Suspiria-posterEl cambio de tono que se produce entre Call Me by Your Name (2017), la anterior película de Luca Guadagnino, y Suspiria, su nuevo estreno, es evidente. El entorno soleado del norte de Italia, que evoca una atmósfera idílica y de ensueño, es reemplazado por la fría Berlín de fines de los años 70, donde se extiende un aire opresivo, estremecedor. La combinación entre pasión y arte es un aspecto común entre ambas obras, pero mientras en la primera se trata de algo sensible y seductor, en esta nueva cinta es una pasión que esconde un fin siniestro. En las dos películas el director demuestra su talento para crear sensaciones sugerentes, aunque el objetivo que en uno y otro caso pretende es muy diferente.

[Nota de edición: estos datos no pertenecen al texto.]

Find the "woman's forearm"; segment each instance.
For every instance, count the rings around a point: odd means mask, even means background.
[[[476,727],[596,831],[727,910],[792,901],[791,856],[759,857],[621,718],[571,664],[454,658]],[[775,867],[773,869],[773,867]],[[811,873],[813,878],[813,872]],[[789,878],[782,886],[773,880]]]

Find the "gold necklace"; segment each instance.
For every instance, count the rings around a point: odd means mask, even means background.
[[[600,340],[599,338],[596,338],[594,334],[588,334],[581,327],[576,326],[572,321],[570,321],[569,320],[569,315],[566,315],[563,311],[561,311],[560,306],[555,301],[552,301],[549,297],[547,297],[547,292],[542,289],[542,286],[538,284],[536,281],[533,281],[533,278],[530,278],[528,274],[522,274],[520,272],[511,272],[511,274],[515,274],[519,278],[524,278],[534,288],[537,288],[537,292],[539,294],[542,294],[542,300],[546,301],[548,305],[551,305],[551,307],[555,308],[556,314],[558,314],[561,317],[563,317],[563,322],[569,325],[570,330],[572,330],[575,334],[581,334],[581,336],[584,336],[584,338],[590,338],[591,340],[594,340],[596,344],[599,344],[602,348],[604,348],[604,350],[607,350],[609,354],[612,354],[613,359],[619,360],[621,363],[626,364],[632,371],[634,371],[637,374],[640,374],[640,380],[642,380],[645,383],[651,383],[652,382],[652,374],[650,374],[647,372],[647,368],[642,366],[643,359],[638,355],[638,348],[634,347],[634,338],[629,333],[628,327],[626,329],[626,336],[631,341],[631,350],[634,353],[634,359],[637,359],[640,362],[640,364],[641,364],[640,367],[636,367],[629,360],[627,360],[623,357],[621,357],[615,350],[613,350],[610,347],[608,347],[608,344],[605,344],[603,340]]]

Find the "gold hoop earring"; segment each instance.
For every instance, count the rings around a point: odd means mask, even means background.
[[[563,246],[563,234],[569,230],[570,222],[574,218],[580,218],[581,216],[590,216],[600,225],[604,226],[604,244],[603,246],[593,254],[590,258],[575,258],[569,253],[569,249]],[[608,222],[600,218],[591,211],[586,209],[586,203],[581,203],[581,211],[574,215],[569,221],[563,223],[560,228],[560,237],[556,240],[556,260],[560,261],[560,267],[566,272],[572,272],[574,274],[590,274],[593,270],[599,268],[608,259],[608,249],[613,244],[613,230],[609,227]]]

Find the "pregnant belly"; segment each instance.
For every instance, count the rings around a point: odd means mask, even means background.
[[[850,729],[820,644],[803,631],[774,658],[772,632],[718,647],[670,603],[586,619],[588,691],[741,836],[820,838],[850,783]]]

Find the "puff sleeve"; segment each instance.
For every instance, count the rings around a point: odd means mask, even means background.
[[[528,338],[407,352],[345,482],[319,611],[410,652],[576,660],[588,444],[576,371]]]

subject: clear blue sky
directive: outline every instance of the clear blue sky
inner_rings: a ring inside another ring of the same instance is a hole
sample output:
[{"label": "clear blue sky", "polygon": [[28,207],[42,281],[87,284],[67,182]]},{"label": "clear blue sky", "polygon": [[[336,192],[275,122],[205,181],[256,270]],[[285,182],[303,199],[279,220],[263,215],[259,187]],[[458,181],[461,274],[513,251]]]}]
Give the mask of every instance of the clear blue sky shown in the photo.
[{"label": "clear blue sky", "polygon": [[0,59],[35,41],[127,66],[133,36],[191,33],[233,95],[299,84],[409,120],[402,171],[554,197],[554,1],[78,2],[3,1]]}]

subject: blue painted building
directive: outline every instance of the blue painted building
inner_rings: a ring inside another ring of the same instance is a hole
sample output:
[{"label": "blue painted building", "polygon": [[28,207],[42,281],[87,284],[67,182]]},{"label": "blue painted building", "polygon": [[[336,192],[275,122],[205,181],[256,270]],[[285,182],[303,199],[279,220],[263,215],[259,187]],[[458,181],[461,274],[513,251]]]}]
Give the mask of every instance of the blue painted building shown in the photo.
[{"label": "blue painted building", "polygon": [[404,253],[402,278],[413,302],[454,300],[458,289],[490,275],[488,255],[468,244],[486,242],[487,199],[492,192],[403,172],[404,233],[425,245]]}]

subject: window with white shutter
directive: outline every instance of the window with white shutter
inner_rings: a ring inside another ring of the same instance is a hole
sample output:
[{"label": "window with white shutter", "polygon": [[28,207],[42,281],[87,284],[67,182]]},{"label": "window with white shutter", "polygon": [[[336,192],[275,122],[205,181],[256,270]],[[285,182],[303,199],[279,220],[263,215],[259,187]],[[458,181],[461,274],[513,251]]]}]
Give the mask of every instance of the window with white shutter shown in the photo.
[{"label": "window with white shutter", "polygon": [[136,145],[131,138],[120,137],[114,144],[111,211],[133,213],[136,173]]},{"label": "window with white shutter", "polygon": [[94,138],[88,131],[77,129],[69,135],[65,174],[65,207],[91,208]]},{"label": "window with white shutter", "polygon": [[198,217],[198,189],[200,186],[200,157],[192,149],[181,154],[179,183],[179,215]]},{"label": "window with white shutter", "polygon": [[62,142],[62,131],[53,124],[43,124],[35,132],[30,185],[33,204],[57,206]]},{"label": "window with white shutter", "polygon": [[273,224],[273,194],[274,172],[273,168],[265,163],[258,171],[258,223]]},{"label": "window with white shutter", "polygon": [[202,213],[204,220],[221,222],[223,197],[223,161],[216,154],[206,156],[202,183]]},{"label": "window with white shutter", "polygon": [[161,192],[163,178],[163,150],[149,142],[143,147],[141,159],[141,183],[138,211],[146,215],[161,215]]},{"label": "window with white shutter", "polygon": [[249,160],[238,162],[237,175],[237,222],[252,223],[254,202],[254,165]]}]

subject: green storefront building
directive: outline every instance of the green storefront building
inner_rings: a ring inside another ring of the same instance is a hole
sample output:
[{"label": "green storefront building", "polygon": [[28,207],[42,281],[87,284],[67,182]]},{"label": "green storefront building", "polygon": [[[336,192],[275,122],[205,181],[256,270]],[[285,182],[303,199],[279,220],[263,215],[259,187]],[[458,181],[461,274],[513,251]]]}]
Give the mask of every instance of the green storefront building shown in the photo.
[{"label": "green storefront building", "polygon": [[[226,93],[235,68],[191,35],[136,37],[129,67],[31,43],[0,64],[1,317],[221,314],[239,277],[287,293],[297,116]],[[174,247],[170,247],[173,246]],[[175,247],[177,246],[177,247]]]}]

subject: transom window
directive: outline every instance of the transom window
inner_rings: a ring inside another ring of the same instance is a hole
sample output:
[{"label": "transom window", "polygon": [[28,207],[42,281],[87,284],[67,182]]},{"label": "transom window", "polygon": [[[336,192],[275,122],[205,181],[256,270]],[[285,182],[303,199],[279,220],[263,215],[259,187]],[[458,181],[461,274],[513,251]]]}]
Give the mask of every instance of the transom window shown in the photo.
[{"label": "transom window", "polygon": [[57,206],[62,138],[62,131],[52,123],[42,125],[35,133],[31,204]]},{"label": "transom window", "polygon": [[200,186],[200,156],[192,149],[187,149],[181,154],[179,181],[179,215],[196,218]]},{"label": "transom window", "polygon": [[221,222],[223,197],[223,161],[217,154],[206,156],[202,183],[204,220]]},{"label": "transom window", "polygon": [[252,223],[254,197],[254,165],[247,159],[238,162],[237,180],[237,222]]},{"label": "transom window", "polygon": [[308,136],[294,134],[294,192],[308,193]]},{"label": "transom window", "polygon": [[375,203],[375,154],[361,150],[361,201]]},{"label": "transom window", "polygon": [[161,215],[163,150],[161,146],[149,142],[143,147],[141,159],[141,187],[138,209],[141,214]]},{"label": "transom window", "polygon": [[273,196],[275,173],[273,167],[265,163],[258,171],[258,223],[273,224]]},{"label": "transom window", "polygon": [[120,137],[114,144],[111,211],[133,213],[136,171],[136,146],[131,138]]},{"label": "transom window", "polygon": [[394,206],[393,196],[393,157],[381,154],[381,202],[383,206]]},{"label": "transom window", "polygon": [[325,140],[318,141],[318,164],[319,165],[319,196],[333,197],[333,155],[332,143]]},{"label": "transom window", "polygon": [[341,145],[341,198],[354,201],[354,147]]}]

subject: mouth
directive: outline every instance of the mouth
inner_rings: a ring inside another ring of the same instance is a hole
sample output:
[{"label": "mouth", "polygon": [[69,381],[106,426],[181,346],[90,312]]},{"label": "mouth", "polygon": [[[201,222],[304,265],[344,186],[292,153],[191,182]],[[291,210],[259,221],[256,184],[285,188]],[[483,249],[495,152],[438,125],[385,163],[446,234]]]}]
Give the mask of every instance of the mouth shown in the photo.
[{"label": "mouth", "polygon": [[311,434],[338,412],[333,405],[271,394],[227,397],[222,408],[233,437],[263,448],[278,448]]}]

Basada en la película italiana homónima que Dario Argento estrenó en 1977, esta nueva versión tenía el gran desafío de abordar un verdadero ícono del cine de terror, el que además posee una inconfundible estética. En vez de imitar el estilo de aquella obra, Guadagnino prefiere aplicar su propia visión al material de origen, tomando como punto de partida la premisa de su guion, pero construyendo a partir de ahí algo propio. Esto no quiere decir que se olvide completamente de la película de Argento, ya que la valora como su principal fuente de inspiración, pero tiene la destreza de no dejarse apresar por una excesiva idolatría que se convierta en una camisa de fuerza. De esta manera, hay ocasiones en las que hace guiños directos a la cinta original, como un cameo de Jessica Harper, su actriz protagónica, y otras veces expande los límites de esa historia.

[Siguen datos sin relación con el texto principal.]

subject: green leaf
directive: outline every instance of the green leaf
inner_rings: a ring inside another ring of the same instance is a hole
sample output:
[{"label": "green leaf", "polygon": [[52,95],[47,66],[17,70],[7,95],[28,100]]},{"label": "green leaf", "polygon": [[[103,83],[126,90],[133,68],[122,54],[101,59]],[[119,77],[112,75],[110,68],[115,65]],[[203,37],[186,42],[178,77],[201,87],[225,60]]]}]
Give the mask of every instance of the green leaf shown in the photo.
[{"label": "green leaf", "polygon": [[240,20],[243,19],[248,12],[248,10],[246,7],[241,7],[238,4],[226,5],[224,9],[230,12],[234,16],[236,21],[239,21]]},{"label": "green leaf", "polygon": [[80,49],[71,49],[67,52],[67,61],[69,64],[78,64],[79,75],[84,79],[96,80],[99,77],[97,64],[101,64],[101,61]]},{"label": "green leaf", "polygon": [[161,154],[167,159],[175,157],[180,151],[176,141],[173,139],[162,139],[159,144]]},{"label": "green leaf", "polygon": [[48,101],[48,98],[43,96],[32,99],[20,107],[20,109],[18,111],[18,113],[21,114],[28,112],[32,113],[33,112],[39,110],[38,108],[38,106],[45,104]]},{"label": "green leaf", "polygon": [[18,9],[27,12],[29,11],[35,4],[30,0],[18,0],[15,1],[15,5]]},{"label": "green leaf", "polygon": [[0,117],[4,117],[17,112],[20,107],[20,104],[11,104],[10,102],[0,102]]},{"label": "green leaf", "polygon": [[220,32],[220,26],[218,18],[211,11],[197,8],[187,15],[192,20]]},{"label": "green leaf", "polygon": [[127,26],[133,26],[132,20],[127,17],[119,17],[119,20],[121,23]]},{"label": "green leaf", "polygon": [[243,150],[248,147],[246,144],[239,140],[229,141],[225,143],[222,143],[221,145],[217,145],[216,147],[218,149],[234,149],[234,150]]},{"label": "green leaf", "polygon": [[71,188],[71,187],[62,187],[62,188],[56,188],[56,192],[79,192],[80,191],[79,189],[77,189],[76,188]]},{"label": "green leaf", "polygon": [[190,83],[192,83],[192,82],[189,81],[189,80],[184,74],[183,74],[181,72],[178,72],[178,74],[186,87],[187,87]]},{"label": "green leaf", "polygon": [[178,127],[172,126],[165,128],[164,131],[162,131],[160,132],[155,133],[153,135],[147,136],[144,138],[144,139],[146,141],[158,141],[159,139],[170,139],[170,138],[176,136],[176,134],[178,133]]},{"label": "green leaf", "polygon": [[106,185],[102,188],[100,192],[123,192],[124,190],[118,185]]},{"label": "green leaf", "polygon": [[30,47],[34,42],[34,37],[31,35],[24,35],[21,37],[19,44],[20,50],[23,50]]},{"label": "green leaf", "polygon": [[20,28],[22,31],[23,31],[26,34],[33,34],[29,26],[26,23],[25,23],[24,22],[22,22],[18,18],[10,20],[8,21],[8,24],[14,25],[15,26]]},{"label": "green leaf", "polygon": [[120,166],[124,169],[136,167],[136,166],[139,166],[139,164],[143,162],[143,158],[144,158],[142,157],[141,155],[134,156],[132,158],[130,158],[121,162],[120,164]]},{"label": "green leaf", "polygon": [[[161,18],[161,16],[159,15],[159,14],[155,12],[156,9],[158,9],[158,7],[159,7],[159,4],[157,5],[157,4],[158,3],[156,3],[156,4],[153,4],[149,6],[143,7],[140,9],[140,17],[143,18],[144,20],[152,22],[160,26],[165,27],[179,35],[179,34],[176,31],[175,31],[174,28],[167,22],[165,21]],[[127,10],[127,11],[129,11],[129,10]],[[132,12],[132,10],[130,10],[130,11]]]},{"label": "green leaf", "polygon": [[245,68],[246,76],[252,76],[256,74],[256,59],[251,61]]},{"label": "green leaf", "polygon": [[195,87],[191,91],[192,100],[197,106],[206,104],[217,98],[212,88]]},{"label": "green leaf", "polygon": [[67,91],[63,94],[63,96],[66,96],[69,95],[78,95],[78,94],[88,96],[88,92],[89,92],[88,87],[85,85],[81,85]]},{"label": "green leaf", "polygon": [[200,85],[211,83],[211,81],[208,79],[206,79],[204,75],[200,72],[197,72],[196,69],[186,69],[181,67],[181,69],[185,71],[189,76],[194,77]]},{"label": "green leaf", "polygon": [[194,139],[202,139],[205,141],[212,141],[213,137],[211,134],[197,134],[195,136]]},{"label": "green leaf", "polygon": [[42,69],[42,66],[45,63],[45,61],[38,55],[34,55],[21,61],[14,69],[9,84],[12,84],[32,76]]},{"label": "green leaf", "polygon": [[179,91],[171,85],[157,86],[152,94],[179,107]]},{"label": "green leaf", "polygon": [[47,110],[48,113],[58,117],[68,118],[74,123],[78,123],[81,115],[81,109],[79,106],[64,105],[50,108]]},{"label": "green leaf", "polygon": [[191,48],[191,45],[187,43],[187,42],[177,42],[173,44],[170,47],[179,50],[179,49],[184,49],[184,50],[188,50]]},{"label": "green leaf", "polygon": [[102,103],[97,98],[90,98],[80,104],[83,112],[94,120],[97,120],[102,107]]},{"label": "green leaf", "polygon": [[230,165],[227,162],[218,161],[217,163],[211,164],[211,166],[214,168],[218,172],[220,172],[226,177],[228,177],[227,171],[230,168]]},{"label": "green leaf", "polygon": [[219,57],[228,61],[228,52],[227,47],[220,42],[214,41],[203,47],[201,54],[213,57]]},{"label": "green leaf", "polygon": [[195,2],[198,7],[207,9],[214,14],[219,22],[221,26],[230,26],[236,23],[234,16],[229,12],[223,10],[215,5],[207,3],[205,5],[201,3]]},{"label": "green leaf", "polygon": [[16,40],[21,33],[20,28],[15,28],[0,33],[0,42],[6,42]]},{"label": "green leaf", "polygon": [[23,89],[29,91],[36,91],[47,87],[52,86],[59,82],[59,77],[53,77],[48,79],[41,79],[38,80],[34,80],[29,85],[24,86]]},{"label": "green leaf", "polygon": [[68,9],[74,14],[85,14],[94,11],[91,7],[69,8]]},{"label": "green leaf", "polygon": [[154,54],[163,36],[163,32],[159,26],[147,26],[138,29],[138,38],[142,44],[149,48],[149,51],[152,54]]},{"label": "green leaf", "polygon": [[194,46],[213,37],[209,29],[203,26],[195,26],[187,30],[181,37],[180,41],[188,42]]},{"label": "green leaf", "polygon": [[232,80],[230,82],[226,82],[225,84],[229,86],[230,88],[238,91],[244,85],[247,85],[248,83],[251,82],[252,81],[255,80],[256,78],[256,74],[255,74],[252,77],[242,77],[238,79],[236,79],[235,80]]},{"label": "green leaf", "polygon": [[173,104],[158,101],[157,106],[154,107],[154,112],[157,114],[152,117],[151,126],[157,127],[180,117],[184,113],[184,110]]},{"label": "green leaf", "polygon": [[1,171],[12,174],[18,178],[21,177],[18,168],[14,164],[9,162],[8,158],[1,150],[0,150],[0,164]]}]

La premisa que la película ocupa como base es la llegada de una joven estadounidense llamada Susie Bannion (Dakota Johnson) a la Academia de Danza Tanz, en Berlín. Aunque no posee estudios formales de esa disciplina, logra ser admitida en la escuela luego de una exitosa audición en la que llama la atención de Madame Blanc (Tilda Swinton), directora del establecimiento. La protagonista llega incluso a obtener el papel central de una presentación que está preparando la academia, una obra titulada “Volk”. Sin embargo, no todo es lo que parece en esta escuela, ya que detrás de su fachada se esconde un clan de brujas que rinde culto a tres “madres” inmemoriales, ocupando a sus alumnas como sujetos de sus rituales.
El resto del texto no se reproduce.